平成15年8月27日

 今夜、私たちは有史以来もっとも明るく輝く火星を見ることができます。これほどの大接近を目撃するのは、6万年近く前のネアンデルタール人以来のことだそうです。
 ところで、地球も火星も45億年ほど前に誕生しましたが、何がそのもとになったかご存知でしょうか。実は宇宙の誕生とともに生まれたさまざまな放射性物質や、宇宙のチリが集まってつくられたのです。
このため宇宙には自然の放射線が飛びかい、太陽光線のように地球にも飛来しています。また、地球の土壌や岩石にはウランなど含まれ、大地からも放射線が出ています。ネアンデルタール人はもちろんのこと、人類は誕生以来つねに自然の放射線の中で暮らしてきたわけです。

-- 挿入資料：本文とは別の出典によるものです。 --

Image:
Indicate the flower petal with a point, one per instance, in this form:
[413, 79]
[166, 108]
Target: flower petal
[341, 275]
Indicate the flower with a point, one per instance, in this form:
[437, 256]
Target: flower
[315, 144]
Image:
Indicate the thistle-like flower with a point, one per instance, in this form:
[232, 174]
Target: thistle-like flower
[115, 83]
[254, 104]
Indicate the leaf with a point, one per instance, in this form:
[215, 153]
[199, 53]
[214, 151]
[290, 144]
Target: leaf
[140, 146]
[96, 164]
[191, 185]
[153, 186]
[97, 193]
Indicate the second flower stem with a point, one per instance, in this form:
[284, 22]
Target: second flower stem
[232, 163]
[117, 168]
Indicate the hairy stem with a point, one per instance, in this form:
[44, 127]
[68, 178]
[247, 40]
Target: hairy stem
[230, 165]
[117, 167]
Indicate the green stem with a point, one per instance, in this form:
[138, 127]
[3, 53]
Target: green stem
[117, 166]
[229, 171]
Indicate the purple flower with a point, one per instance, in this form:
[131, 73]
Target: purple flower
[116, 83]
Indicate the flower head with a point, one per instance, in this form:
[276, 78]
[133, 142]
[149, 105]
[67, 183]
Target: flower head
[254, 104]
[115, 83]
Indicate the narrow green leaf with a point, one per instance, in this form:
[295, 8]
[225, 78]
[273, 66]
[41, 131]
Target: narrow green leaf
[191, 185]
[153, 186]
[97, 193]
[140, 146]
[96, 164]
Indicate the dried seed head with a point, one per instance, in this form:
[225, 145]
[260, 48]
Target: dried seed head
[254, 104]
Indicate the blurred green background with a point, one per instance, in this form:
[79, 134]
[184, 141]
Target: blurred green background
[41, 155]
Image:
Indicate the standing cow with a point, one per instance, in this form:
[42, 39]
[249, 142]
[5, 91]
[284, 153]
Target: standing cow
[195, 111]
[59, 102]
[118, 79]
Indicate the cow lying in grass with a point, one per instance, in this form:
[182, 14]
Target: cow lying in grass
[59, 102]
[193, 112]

 大地からの放射線量は地質によって異なり、日本では花崗岩地帯の多い関西のほうが、関東より高くなっています。国ごとの平均で比べてみても、フランスやスイスは日本より高いといった地域差があります。
 そして、宇宙や大地からの放射線だけでなく、私たちは食事をしたり呼吸したりすることでも、自然の放射性物質から出る放射線を受けています。目には見えなくても、放射線は太古の昔から身近な存在なのですね。